The answer in one word is, sometimes.
Pursuant to Florida Statute Section 61.16: “The court may from time to time, after considering the financial resources of both parties, order a party to pay a reasonable amount for attorney’s fees, suit money, and the cost to the other party of maintaining or defending any proceeding under this chapter, including enforcement and modification proceedings and appeals.”
So when one party needs money for their attorney’s fees and the other party has the financial ability to pay the court can make a fee award in favor of the party in need.
Pursuant to the Florida Supreme Court case of Rosen v. Rosen, 696 So. 2d 697 (Fla. 1997) and its progeny a court can also award fees where warranted; in light of the scope and history of the litigation; the duration of the litigation; the lack of merit of the positions taken by the other side; because the other side has brought defenses and assumed positions to mainly frustrate and stall; and based upon the existence and course of prior and existing litigation.
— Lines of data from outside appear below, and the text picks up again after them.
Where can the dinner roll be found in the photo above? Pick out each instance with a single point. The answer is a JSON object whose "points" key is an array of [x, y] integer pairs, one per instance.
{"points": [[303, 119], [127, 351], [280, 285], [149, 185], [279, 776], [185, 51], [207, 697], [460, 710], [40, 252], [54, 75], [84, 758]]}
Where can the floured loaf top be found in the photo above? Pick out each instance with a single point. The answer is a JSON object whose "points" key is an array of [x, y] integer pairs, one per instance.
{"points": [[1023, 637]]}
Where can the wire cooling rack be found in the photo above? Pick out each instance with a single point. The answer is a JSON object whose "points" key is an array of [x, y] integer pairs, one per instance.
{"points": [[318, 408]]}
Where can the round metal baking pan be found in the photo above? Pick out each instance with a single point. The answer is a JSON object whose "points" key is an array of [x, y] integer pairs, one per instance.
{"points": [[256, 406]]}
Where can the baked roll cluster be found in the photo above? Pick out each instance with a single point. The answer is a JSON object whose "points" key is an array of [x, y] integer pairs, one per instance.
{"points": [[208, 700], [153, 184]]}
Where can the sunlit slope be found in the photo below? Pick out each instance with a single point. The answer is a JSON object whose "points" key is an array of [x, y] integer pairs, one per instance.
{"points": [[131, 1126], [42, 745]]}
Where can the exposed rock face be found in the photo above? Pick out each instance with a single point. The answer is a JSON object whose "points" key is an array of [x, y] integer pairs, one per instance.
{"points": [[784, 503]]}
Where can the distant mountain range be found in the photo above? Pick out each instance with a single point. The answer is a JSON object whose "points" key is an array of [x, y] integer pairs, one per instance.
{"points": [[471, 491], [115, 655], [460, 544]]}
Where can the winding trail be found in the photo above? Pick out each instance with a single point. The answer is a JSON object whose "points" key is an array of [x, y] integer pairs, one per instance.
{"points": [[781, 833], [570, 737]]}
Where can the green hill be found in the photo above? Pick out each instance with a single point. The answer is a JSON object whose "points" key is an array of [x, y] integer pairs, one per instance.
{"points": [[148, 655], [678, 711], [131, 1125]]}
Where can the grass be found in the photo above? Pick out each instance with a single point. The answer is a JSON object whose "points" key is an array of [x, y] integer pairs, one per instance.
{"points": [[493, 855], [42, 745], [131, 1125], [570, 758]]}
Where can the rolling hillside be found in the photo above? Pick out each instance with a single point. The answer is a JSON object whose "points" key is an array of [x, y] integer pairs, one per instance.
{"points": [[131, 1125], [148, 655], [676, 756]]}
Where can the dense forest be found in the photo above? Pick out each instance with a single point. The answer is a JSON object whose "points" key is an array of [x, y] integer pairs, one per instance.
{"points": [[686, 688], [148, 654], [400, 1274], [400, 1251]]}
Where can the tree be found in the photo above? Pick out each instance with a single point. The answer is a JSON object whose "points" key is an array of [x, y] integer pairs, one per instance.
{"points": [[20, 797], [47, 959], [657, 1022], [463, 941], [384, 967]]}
Accordingly, when the other party in a divorce or paternity case engages in bad conduct and takes bad positions during a divorce case that drives up attorney’s fees the court can hold them accountable for those fees.
The court can make an award of temporary attorney’s fees while the case is ongoing and can also make an award of attorney’s fees at the end of the case. Whether the court will do so is usually based upon the requesting parties’ need for attorney’s fees and the other parties ability to pay.
To recover fees on a temporary basis during the pendency of the case or at its conclusion it is usually necessary to establish the facts that support your claim to establish need and ability to pay and the Rosen case’s factors through admissible evidence and testimony. It is also necessary to establish the amount of the fees and there reasonableness.